You should do this:

initialize newstr to c, and then

for x in c.lower():
    if x in vowels:
        newstr = newstr.replace(x, "")

That's because str.replace(old, new[, max]) returns the a copy of the string after replacing the characters:

The method replace() returns a copy of the string in which the occurrences of old have been replaced with new, optionally restricting the number of replacements to max.

So, this is the correct code:

def anti_vowel(c):
    newstr = c
    vowels = ('a', 'e', 'i', 'o', 'u')
    for x in c.lower():
        if x in vowels:
            newstr = newstr.replace(x,"")

    return newstr

You can also do it in a more pythonic way:

''.join([x for x in c if x not in vowels])

My implementation:

# Ask the user for input:
user_input = input("enter a string with some vowels: ")
print("input string: " + str(user_input))
vowels = ('a','e','i','o','u','A','E','I','O','U')
new_string="";
for i in range(0,len(user_input),1):
    if user_input[i] in vowels:
        print ('found a vowel, removing...')
    else:
        new_string+=user_input[i]
print("I've removed the vowels for you. You're welcome!
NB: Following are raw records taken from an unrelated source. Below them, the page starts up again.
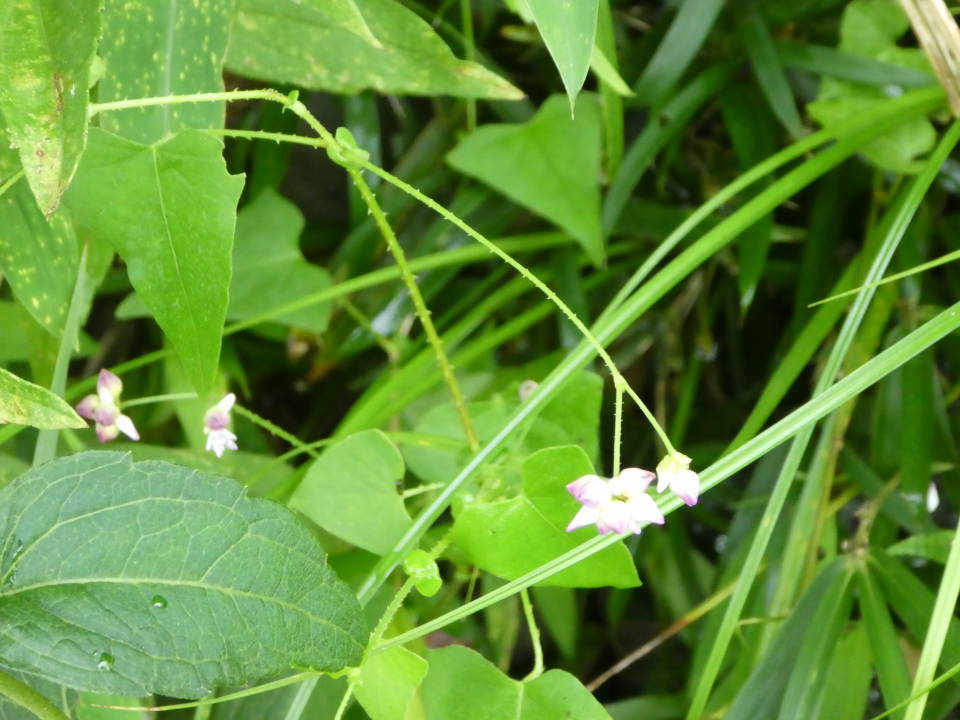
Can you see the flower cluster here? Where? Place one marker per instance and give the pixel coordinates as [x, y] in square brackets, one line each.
[618, 505]
[622, 504]
[104, 409]
[216, 426]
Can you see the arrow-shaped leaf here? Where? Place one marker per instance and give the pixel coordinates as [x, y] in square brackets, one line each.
[24, 403]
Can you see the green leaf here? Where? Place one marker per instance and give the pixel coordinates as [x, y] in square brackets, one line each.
[568, 28]
[462, 684]
[139, 578]
[54, 692]
[169, 210]
[570, 418]
[550, 165]
[24, 403]
[676, 51]
[872, 28]
[269, 270]
[423, 569]
[892, 674]
[38, 257]
[159, 49]
[46, 49]
[848, 677]
[762, 694]
[351, 491]
[511, 537]
[387, 684]
[305, 43]
[932, 546]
The new string is: " + new_string)

def anti_vowel(text):
  new_text = ""
  for i in text:
    if i == 'a' or i == 'A':
      pass
    elif i == 'e' or i == 'E':
      pass
    elif i == 'I' or i == 'i':
      pass
    elif i == 'o' or i == 'O':
      pass
    elif i == 'u' or i == 'U':
      pass
    else:
      new_text = new_text + i
  return new_text

print anti_vowel('Hey look Words!')

Another option is to forego the vowel variable and put the char's to remove in the loop.

    def anti_vowel(text):
        for i in "aeiouAEIOU":
            text = text.replace(i,"")
        return text

    print anti_vowel("HappIEAOy")

I know there are many correct solutions on this subject but I thought to add few fun ways of solving this problem. If you come from a C++/C# or Java, you will tend to use something like compare then action using the index to remove the unwanted entry in a for loop. Python has the Remove and Del functions. Remove function uses the value and del uses the index.The pythonic solution is in the last function. Lets see how we can do that:

Here we are using the index in a for loop and del function very similar in C++:

def remove_vol(str1):
     #list2 = list1 # this won't work bc list1 is the same as list2 meaning same container#
    list1 = list(str1)
    list2 = list(str1)
    for i in range(len(list1)):
        if list1[i] in volwes:
            vol = list1[i]
            x = list2.index(vol)
            del list2[x]
    print(list2)

Using the remove function:

def remove_vol(str1): 
      list1 = list(str1)
      list2 = list(str1)
      for i in list1:
          if i in volwes:
              list2.remove(i)
      print(list2)

Building new string that does not contain the unwanted chars using their indexes:

def remove_vol(str1):  
    list1 = list(str1)
    clean_str = ''
    for i in range(len(list1)):
        if list1[i] not in volwes:
            clean_str += ''.join(list1[i])
    print(clean_str)

Same as in the solution in above but using the value:

def remove_vol(str1):
    list1 = list(str1)
    clean_str = ''
    for i in list1:
        if i not in volwes:
            clean_str += ''.join(i)
    print(clean_str)

How you should do it in python? Using list comprehension! It is beautiful:

def remove_vol(list1):
    clean_str = ''.join([x for x in list1 if x.lower() not in volwes])
    print(clean_str)

Why don't you do it with regexp? According to the documentation, something like this should work:

import re

def anti_vowel(s):
    result = re.sub(r'[AEIOU]', '', s, flags=re.IGNORECASE)
    return result

If you're using the function often, you could compile the regexp and use the compiled version.